In the traditional mobile edge computing (MEC) system, the availability of MEC services is greatly limited for the edge users of the cell due to serious signal attenuation and inter-cell interference. User-centric MEC (UC-MEC) can be seen as a promising solution to address this issue. In UC-MEC, each user is served by a dedicated access point (AP) cluster enabled with MEC capability instead of a single MEC server, however, at the expense of more energy consumption and greater privacy risks.

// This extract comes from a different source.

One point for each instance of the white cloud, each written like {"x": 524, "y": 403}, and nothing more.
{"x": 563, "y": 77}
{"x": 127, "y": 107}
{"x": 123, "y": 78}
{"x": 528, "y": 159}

To achieve efficient and reliable resource utilization with user-centric services, we propose an energy efficient blockchain-enabled UC-MEC system where blockchain operations and resource optimization are jointly performed. Firstly, we design a resource-aware, reliable, replicated, redundant, and fault-tolerant (R-RAFT) consensus mechanism to implement secure and reliable resource trading. Then, an optimization framework based on alternating direction method of multipliers (ADMM) is proposed to minimize the total energy consumed by wireless transmission, consensus and task computing, where APs clustering, computing resource allocation and bandwidth allocation are jointly considered. Simulation results show superiority of the proposed UC-MEC system over reference schemes, at most 33.96% reduction in the total delay and 48.77% reduction in the total energy consumption.

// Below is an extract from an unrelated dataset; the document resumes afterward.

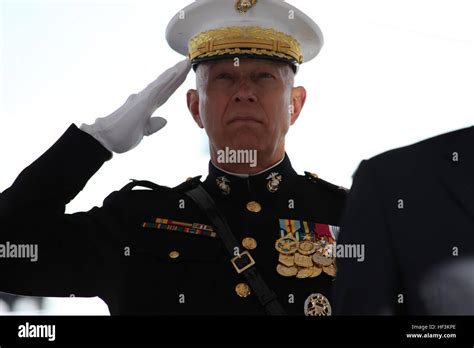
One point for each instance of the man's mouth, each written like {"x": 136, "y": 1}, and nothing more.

翻译：在传统移动边缘计算（MEC）系统中，由于严重的信号衰减和小区间干扰，小区边缘用户的MEC服务可用性受到极大限制。用户中心MEC（UC-MEC）被视为解决该问题的有前景方案。在UC-MEC中，每个用户由配备MEC能力的专属接入点（AP）集群提供服务，而非单一MEC服务器，但这以更高的能耗和更大的隐私风险为代价。为实现用户中心服务下的高效可靠资源利用，我们提出一种联合执行区块链操作与资源优化的节能区块链赋能UC-MEC系统。首先，我们设计一种资源感知、可靠、复制、冗余且容错的共识机制（R-RAFT），以实施安全可靠的资源交易。随后，基于交替方向乘子法（ADMM）提出优化框架，联合考虑AP聚类、计算资源分配与带宽分配，最小化由无线传输、共识达成及任务计算产生的总能耗。仿真结果表明，所提UC-MEC系统在性能上优于参考方案，总延迟最多降低33.96%，总能耗最多降低48.77%。